Selasa, 30 April 2013

Lombok – Putri Mandalika – Cinta Perempuan Mulia Dalam Dilema Pahit



(Bagian 4)


Hari itu, pagi senin yang indah. Mandalika membuka jendela kamarnya. Ia ingin melihat warna merah langit pantai di pagi hari. Setelah tiga malam berturut-turut berada di ruang semedi. Tafakkur bersama rasa, mencari petunjuk Ilahi. Pagi ini ia pamit meninggalkan ruang sakral itu, setelah selesai sholat subuh. Lalu dikawal oleh para dayang menuju kamar pribadinya. Para dayang itu tampak ikut bahagia, dan saling berbisik diantara mereka, karena melihat Putri Mandalika lebih ceria. Tampak sangat bahagia di wajahnya. Para dayang itu kemudian pamit pada sang putri, setelah melihat sang putri nampak bahagia, dan sangat ceria. Mereka meninggalkan kamar untuk berjaga di luar pintu kamar. Dan menyiapkan segala kebutuhan putri, seperti yang biasa mereka lakukan di pagi hari di luar kamar sang putri.

Putri sendirian di kamarnya. Ia tersenyum bahagia, merasa segala sesuatu telah selesai. Beban telah pergi. Hidupnya terasa ringan, seperti sehelai bulu melayang di udara. Mandalika menjulurkan kepala lewat jendela kamar. Ditatapnya langit merah pagi di pantai itu. Dinikmatinya. Ia begitu bersyukur pada Tuhan, karena keindahan alam itu sempat mampir dalam hidupnya pagi itu. Ia sadar kesempatannya menikmati pagi sudah tak banyak lagi. Tinggal 11 hari lagi. Karena ia harus menjalani kehidupan yang lain bersama cintanya. Kehidupan yang berbeda. Kehidupan yang begitu indah. Sebuah kehidupan impiannya yang akan menyirami setiap manusia dengan harapan dan kebahagiaan. Suatau kehidupan, diamana ia akan menjadi milik setiap orang, milik setiap insan, bahkan milik alam semesta. Bukan hanya menjadi milik orang-orang tertentu yang serakah.

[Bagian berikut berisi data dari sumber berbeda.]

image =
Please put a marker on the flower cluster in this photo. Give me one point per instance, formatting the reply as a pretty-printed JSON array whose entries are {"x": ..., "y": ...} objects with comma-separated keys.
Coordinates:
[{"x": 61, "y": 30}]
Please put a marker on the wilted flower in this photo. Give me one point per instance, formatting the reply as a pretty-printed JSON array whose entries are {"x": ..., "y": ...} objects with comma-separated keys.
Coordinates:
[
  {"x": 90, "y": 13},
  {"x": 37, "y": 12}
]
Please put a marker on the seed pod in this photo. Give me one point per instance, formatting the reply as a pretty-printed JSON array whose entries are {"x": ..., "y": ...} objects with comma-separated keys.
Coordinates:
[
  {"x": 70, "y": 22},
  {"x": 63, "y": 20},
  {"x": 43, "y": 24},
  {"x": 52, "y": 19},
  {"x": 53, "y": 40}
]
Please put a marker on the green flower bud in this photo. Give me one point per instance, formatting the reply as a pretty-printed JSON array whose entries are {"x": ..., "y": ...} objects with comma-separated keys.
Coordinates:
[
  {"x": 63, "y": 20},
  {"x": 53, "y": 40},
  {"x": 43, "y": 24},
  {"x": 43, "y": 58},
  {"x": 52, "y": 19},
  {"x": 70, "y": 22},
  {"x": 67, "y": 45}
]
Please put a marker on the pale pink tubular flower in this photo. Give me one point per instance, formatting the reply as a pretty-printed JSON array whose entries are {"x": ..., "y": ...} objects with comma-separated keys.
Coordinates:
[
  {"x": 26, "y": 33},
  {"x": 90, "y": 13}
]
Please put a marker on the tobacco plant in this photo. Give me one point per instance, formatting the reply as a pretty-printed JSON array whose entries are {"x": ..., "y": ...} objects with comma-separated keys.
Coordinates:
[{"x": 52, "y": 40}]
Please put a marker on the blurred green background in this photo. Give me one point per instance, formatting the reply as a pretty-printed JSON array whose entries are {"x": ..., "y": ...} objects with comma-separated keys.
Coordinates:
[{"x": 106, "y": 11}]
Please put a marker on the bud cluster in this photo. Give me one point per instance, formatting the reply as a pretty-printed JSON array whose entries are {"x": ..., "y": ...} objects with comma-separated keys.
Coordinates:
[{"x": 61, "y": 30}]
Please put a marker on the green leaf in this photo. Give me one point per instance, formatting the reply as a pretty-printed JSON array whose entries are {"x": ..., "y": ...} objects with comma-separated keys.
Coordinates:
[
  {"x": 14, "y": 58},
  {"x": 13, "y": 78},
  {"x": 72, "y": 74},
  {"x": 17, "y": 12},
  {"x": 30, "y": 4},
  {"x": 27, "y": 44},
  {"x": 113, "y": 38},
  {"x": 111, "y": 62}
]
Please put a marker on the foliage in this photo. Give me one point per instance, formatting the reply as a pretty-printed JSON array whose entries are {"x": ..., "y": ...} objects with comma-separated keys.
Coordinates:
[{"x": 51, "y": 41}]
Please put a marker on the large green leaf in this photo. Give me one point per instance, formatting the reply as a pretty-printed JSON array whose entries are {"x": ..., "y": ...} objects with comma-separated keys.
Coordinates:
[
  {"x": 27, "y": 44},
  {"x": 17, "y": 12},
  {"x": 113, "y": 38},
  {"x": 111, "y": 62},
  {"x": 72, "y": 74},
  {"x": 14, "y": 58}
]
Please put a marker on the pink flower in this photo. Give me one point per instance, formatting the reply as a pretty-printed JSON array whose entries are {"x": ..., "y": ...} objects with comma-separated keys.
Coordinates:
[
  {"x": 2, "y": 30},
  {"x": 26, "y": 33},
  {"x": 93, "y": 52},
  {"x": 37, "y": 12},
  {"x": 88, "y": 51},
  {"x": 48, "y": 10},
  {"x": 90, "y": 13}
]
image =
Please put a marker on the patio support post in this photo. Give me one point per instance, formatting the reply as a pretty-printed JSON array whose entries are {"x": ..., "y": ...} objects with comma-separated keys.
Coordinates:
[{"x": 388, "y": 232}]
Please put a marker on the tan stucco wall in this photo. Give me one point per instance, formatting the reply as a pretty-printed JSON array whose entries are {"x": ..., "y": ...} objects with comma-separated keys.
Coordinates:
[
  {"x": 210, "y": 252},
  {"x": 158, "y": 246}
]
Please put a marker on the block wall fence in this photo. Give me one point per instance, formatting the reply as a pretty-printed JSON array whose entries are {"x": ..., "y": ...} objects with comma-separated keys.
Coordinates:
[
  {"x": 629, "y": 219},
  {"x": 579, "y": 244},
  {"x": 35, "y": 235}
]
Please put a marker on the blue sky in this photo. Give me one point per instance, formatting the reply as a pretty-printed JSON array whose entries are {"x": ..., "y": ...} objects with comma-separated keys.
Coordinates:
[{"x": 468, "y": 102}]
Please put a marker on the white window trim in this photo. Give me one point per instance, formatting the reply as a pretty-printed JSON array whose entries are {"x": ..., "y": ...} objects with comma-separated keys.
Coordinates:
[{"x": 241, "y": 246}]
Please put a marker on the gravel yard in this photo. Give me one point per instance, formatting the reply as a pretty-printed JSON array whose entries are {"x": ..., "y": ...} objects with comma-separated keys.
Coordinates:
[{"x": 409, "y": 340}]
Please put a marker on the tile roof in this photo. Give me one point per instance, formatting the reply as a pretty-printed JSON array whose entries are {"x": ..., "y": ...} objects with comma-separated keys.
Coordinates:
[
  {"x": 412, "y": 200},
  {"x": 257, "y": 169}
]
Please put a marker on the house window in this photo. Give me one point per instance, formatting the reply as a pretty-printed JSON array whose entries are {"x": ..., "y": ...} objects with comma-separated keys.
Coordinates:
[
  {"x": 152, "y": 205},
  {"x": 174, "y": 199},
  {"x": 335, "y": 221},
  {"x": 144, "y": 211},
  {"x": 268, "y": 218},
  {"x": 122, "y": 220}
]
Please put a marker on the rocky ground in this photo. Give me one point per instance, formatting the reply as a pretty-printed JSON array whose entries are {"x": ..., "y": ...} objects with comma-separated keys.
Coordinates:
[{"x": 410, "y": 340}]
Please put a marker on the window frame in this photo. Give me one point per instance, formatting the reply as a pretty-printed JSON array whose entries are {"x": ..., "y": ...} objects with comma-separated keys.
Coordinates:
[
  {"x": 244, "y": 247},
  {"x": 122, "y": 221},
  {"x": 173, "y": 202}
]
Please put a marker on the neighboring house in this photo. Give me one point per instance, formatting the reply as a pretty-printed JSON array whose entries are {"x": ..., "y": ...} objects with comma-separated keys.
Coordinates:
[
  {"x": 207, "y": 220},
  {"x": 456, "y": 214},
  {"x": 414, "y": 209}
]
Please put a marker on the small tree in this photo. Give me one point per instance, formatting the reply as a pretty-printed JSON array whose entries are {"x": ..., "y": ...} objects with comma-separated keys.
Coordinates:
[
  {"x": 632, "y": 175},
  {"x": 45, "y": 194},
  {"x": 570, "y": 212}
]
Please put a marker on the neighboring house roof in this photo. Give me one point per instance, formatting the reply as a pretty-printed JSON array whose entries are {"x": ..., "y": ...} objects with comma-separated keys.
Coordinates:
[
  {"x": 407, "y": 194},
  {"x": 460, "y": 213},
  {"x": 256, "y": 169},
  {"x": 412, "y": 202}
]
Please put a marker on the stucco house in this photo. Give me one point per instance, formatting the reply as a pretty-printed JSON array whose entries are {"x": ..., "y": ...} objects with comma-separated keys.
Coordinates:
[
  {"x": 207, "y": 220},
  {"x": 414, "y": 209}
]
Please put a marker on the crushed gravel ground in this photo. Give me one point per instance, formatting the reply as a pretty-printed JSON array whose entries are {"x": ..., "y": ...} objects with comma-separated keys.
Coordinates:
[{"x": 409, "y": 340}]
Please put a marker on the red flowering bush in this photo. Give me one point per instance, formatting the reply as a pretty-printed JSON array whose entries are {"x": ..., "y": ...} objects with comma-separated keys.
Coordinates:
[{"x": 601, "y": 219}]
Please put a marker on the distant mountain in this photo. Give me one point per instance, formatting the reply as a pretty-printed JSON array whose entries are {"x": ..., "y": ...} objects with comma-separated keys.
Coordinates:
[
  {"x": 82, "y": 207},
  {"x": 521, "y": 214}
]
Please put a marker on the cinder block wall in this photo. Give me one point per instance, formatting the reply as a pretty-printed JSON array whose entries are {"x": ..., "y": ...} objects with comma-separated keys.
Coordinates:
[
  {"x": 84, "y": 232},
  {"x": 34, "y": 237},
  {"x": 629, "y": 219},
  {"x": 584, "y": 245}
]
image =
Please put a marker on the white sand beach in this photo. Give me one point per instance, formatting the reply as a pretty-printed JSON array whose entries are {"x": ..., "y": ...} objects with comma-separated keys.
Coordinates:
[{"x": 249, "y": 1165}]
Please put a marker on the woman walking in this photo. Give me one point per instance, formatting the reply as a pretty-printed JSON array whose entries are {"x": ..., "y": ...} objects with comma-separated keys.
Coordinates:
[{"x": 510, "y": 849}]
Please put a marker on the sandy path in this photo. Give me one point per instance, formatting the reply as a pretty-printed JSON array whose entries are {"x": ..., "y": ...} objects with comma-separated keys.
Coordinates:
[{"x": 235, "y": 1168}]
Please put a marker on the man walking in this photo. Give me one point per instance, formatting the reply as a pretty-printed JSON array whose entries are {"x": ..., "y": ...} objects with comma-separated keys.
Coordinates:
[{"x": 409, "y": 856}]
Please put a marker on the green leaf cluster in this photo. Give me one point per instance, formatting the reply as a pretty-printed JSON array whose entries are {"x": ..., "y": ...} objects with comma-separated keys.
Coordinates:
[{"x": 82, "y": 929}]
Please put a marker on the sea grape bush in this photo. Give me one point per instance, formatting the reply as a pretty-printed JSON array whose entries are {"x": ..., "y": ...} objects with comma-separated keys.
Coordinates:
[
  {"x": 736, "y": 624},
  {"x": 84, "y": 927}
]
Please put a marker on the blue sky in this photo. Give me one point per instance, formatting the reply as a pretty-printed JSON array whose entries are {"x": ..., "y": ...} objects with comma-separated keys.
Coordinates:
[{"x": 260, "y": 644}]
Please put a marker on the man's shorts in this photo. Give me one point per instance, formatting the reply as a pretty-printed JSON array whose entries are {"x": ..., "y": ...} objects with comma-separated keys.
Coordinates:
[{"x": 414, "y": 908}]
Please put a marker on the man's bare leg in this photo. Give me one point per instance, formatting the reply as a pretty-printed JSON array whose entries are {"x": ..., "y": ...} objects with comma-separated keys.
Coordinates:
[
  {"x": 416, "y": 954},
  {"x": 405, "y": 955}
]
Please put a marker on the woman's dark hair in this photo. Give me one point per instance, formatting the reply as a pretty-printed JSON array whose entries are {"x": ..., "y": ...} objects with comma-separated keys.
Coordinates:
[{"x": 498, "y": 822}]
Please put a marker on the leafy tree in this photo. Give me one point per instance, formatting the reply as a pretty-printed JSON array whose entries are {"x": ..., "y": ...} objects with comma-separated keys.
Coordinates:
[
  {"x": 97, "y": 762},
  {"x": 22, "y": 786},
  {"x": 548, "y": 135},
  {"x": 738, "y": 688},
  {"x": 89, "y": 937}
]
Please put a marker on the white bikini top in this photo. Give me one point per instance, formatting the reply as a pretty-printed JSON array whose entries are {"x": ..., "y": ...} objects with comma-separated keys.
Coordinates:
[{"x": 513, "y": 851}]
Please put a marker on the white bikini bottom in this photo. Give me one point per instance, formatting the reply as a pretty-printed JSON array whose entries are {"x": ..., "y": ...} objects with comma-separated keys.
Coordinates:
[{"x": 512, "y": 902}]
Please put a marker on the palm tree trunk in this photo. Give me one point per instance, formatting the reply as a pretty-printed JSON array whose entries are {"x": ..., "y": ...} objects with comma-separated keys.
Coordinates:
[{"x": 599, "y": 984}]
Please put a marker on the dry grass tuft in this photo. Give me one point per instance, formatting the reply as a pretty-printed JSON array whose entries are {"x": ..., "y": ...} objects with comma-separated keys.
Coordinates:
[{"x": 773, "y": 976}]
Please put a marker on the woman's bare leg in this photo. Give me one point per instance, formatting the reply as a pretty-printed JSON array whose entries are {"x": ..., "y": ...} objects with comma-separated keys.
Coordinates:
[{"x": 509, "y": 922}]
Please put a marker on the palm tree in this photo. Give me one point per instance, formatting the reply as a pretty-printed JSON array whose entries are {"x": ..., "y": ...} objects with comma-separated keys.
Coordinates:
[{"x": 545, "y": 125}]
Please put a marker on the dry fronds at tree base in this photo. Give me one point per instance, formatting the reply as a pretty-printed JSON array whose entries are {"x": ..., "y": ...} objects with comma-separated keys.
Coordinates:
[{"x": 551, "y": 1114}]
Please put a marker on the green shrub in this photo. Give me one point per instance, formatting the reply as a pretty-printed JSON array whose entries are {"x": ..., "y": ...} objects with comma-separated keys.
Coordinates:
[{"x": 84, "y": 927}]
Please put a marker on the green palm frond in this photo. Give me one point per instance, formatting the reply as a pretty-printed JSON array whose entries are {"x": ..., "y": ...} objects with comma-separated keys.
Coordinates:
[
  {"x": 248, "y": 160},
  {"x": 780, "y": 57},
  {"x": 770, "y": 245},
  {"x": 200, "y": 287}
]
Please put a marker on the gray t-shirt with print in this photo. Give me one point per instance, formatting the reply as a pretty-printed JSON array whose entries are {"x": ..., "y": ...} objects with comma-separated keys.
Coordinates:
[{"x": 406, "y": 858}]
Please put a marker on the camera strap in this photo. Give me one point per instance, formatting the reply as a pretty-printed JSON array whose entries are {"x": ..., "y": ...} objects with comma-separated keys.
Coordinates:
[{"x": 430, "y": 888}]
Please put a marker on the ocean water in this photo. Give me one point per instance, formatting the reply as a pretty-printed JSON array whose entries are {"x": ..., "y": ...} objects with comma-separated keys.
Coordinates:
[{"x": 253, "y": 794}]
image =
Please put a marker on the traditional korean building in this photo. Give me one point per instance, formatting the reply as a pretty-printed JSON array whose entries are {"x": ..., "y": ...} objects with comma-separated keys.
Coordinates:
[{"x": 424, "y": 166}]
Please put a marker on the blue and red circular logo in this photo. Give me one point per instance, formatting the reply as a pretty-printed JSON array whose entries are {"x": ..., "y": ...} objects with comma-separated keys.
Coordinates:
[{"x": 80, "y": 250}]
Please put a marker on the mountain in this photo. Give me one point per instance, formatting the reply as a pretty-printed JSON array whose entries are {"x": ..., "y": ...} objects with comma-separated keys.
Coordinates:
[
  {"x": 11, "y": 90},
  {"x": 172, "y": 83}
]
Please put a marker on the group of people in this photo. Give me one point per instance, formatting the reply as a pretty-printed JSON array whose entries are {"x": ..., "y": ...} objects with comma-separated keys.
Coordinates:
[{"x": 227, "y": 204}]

Ia begitu yakin dengan apa yang diperolehnya selama tiga malam di ruang semedi. Sesuatu yang datang kepadanya sejak malam pertama. Merupakan jawaban dari teka-teki kehidupan dan dilema cintanya selama ini. Teka-teki panjang yang telah membuatnya cukup lama menderita, sampai menjadi kurus kering. Ia mencoba mencari jawaban lain pada malam kedua dan ketiga dalam semedinya. Tapi hal yang persis sama datang tiga malam berturut-turut. Seperti apa bentuk fisik sesuatu yang mendatanginya? Tidak ada yang mengetahui. Karena Putri Mandalika merahasiakan hal ini. Sang putri tidak mau menceritakan bentuk fisik.
Sumber Foto: http://lombokituindah@facebook.com

Ia seorang perempuan, tapi juga seorang manusia bijak. Sangat bijak untuk ukuran seorang manusia yang bukan Nabi. Ia hanya menceritakan isi pesan itu kepada Ayah dan Bundanya. Itupun ia sama-sekali tidak menjelaskan apa makna yang sesungguhnya dari pesan itu. Sehingga Ayah dan Bundanya sebenarnya tidak mengetahui secara pasti apa yang akan terjadi sebagai akibat nyata dari pelaksanaan pesan itu”, kata Adhe menjelaskan. Aku terdiam mendengarkan penjelasan Adhe. Malah aku jadi terlibat juga untuk berpikir. Karena penjelasan Adhe sebenarnya tidak jelas. Aku tidak ngerti apa maksudnya. Mungkin sama seperti tidak ngertinya sepasang Raja dan Ratu yang menjadi ayah dan ibunya Mandalika itu.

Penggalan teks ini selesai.